Only 30 of 3,082 Cuban Applicants Obtained Asylum in Spain in 2023

This represents less than 1%, while Nicaraguans obtained 30%

Archive image of a group of immigrants waiting at the Asylum and Refuge office of the Tarajal border in Ceuta to request an appointment to request asylum / EFE/Reduan Dris

14ymedio bigger14ymedio, Madrid, 17 June 2024 — Cuban refugee applications in Spain more than doubled in 2023 compared to the previous year but very few obtained favorable resolutions. While in 2022 there were 1,392, last year 3,082 were formalized. According to the annual report of the Spanish Commission for Aid to Refugees (CEAR), published on Monday, not only an increase of 54% but also that Cuba is now in the fifth position among the nationalities that applied for asylum in the European country.

CEAR says that the numbers are “a reflection of the political and humanitarian crisis that this country is going through,” but the Island registers one of the lowest protection rates of all those reported, 3.7%. Less than half of the petitions submitted have been resolved (1,157), and of them only 30 received refugee status. A total of 1,127 did not receive any protection, 777 due to an unfavorable resolution and 350 due to rejection of their application.

For Morocco, its citizens occupy sixth place in asylum applications in Spain, with 3,076, 21% less than those registered in 2022 (3,905), but nevertheless these are resolved favorably in a much higher proportion than those of Cubans. In 2023, 4,435 requests from Moroccans were resolved – not only from 2023 but from previous years – of which 273 received refugee status.

In 2023, 4,435 requests from Moroccans were resolved, of which 273 received refugee status

More favorable are the numbers for Nicaragua, in seventh place in number of applications. Out of a total of 2,759 (30.3% more than the previous year), protection was granted to 837 people.

In the list of the top ten nationalities, Russia enters for the first time in its history (in ninth place), with 1,694 applications in 2023, more than double the 684 in 2022. Among the reasons based on the petitions are the “forced recruitment” for the war initiated by Putin in Ukraine as well as the deterioration of human rights, especially for “reasons of religion and gender identity and sexual orientation.” Of the 1,132 applications received from Russian nationals, 647 received refugee status, and eight, “subsidiary protections,” which represents a spectacular protection percentage of 59.7%.

This is a rate well above the Spanish average (12%) and even the European average (42%). CEAR indicates that Spain, being the third country in the European Union in refugee applications, is, at the same time, the one that least grants them. In 2023, it recorded the highest number of protection requests in its history: 163,220, an increase of 37.3%.

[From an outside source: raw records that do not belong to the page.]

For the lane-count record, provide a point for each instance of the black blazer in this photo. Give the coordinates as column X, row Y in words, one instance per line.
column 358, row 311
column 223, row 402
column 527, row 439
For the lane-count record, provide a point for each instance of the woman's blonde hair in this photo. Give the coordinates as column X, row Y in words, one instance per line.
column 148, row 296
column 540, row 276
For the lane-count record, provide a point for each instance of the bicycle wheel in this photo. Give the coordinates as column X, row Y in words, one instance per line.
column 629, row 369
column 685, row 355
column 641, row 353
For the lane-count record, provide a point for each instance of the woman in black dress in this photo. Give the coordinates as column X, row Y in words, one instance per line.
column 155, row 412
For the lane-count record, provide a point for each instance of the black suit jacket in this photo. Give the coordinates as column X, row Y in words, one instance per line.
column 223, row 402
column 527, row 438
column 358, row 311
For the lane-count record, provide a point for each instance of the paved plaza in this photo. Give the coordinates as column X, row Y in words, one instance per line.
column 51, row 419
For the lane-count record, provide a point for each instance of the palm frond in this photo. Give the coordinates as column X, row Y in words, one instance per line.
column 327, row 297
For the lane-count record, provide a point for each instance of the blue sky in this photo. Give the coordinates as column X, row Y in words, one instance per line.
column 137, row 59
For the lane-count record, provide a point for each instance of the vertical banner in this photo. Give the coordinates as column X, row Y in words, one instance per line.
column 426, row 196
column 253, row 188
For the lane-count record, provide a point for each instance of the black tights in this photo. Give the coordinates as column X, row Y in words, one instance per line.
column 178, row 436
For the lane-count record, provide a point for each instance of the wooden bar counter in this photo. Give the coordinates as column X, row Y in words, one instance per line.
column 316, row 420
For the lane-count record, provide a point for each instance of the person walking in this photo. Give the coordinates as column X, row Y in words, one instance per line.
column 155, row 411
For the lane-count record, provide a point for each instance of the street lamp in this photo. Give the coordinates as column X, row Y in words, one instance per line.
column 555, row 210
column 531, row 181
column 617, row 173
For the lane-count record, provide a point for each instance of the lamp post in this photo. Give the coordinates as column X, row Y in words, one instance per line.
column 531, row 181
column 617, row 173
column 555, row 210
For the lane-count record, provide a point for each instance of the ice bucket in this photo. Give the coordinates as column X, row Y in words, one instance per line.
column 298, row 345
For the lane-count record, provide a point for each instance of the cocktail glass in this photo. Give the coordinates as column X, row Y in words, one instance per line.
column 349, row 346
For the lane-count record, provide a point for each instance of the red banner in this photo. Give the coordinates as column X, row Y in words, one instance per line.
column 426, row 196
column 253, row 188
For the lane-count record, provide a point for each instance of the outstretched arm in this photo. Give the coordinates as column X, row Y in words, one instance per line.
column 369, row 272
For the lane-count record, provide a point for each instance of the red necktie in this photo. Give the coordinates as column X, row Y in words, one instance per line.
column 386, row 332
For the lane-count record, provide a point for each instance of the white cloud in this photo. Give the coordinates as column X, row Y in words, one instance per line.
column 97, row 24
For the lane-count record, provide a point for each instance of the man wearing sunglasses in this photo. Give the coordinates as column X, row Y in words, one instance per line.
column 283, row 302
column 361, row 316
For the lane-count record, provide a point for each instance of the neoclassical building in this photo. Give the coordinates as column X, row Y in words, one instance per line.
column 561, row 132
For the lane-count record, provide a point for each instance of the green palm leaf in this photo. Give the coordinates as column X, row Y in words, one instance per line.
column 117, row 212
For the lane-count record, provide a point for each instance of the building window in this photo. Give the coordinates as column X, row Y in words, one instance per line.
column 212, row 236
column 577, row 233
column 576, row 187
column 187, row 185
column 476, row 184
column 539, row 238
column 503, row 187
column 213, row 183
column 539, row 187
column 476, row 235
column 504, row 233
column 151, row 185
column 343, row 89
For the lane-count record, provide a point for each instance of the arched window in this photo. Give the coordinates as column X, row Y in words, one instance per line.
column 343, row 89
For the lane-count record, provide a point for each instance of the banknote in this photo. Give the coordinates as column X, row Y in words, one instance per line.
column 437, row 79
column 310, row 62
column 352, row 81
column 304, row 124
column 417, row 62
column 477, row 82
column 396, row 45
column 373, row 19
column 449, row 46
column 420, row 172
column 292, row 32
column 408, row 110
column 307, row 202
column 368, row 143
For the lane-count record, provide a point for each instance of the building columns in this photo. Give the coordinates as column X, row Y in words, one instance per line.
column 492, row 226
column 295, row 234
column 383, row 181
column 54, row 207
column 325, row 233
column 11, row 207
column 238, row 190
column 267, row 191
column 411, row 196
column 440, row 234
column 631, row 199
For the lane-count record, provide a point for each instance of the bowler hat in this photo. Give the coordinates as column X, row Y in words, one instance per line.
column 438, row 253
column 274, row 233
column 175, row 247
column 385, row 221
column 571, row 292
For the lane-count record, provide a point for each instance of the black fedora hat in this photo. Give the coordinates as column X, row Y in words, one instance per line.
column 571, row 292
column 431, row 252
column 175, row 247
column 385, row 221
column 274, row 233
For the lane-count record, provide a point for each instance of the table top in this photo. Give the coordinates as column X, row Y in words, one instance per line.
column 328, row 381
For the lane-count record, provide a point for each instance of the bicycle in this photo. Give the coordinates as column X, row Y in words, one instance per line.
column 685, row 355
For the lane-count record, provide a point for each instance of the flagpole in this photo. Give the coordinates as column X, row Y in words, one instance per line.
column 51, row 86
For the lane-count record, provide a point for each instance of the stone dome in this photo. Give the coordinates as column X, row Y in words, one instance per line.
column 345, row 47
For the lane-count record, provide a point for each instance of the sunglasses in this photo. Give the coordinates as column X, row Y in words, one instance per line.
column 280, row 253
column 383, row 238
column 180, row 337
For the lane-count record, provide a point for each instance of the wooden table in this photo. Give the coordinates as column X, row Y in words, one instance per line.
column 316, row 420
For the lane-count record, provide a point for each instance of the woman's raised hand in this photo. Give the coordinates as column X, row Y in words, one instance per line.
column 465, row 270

Venezuela is, for the eighth consecutive year, the country of origin with the highest number of asylum applications (60,534), compared to 45,748 in 2022, an increase of 32.32%. It is followed by Colombia, Peru and Honduras. The first three nationalities account for 78.7% of the total registered requests.

“None of these measures has improved access to the international protection procedure in Spain”

The Commission also criticizes the Spanish system of prior appointments, whose “poor availability and unpredictability” caused the existence of “an irregular market for sale.” This system, explains CEAR, “became practically the only way to access the procedure, after payment of 30 to 500 euros, an amount impossible to raise on many occasions by people who have had to invest all their assets to reach a safe place to apply for protection.”

It also recalls the operation carried out in May 2023 against one of the criminal networks that captured appointments with a bot and later resold them (about 69 people were arrested). “None of these measures has improved access to the international protection procedure in Spain,” the organization protests, which indicates that the system even violates European regulations.

The CEAR report also reflects the situation of displaced people around the world, which in 2023 surpassed historical records with more than 110 million people forced to flee their homes, according to figures from the United Nations High Commissioner for Refugees (UNHCR).

Similarly, it dedicates a chapter to the main migratory corridor for Cubans — ‘mesoamerica’ — from Nicaragua to the United States. CEAR notes that in 2023 the record of arrests on the southern border of the United States was broken, with almost two and a half million people arrested (2,475,669, an increase of 4% compared to 2022). In Mexico, 140,982 migrants applied for refuge, the highest number ever recorded, of which 18,386 were Cubans (in third place behind Haitians and Hondurans).